Likewise, when I look at Roger Clemens, I wonder: Where's the investigative digging? Like Bonds, Clemens is a larger-than-life athletic specimen. Like Bonds, Clemens is producing at an age when most of his peers are knitting. Unlike Bonds, Clemens does not have journalists breathing down his neck. Instead, the hometown Houston Chronicle has covered his recent re-signing with the Astros as a time for unmitigated celebration. Forget combing through his garbage for vials—I just want the Chronicle to ask Clemens whether he's used. Is the Rocket cheating? Again, I don't know. But doesn't someone have to at least try and find out?

"A lot of baseball writers are drunks or cheat on their wives," says Jose de Jesus Ortiz, the Chronicle's Astros beat writer. "I would never question anybody unless I have evidence. It's unfair to feel that just because of Bonds now we're required to question everyone about their methods."

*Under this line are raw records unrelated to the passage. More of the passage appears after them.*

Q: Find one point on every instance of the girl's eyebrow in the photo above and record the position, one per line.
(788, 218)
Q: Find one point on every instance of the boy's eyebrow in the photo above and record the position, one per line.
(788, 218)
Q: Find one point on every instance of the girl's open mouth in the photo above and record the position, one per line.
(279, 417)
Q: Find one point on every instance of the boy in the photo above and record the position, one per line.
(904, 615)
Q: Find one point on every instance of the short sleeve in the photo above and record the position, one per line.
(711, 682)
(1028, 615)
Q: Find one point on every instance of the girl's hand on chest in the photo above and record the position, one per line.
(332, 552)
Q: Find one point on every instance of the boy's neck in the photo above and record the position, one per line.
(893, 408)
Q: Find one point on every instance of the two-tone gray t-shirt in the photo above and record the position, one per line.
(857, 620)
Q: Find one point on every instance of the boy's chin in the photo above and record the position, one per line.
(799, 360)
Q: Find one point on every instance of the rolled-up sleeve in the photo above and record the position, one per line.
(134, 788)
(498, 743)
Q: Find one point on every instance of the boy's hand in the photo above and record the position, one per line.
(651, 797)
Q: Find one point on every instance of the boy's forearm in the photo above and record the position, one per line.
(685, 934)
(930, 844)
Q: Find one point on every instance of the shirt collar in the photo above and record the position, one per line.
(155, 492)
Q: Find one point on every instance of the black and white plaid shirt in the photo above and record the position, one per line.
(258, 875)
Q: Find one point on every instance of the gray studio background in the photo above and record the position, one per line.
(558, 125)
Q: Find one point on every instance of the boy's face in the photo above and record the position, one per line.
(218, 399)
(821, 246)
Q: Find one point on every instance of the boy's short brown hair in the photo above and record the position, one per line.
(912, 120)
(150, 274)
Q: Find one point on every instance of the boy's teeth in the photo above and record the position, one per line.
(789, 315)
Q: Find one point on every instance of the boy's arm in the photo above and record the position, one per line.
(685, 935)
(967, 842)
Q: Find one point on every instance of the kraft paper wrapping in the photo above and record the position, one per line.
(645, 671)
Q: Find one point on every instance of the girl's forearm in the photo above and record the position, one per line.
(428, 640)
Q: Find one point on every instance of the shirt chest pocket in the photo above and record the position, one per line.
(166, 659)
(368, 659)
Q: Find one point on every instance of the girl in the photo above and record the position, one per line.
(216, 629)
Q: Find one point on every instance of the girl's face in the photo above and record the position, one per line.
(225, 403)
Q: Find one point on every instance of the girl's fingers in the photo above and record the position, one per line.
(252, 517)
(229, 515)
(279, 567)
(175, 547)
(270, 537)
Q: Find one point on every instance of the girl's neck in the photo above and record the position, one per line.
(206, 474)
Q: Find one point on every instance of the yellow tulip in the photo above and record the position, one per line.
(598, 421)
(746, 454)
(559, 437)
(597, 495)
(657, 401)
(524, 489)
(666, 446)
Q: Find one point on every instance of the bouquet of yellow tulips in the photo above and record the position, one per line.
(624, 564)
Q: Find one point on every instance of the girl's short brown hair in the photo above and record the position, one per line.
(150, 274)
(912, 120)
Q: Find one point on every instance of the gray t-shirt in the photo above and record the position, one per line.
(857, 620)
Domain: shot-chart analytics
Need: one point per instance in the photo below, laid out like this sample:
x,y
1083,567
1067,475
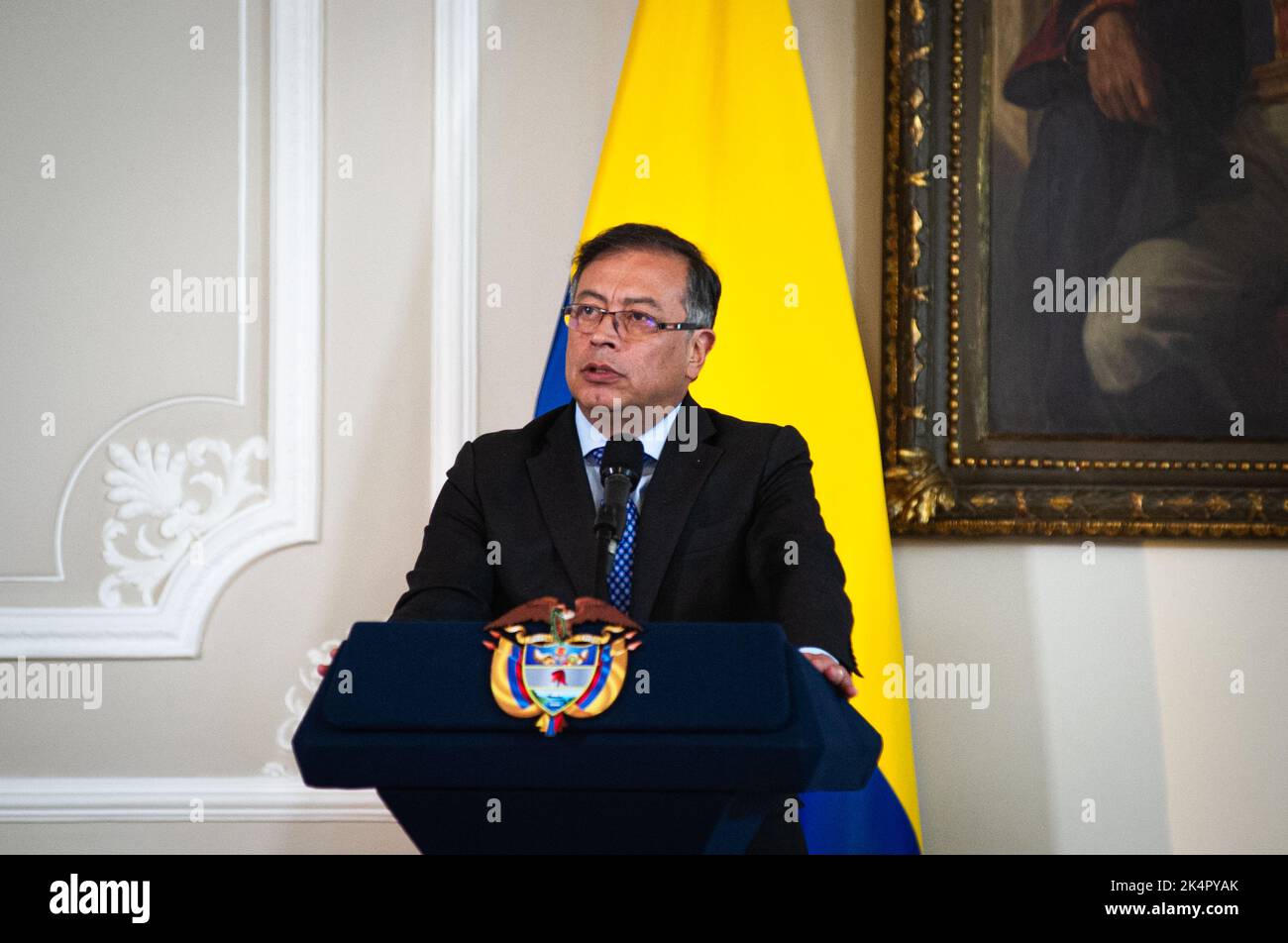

Is it unfair to pester individual athletes about steroids? Maybe. Is it the right thing to do journalistically? Without a doubt.
My sentiments exactly. Now all the writers, like Verducci, who butter their bread with anti-doping columns, who ridiculed Canseco and his book, can act stunned about the great Roger Clemens.

And, finally, I dug this quote up from Hank Aaron himself. "A guy can take steroids, drugs, whatever. He still has to be able to hit that Roger Clemens 96-mile-an-hour fastball. Steroids don't help you hit that fastball."

No one imagined the fastball could be hopped up on 'roids too?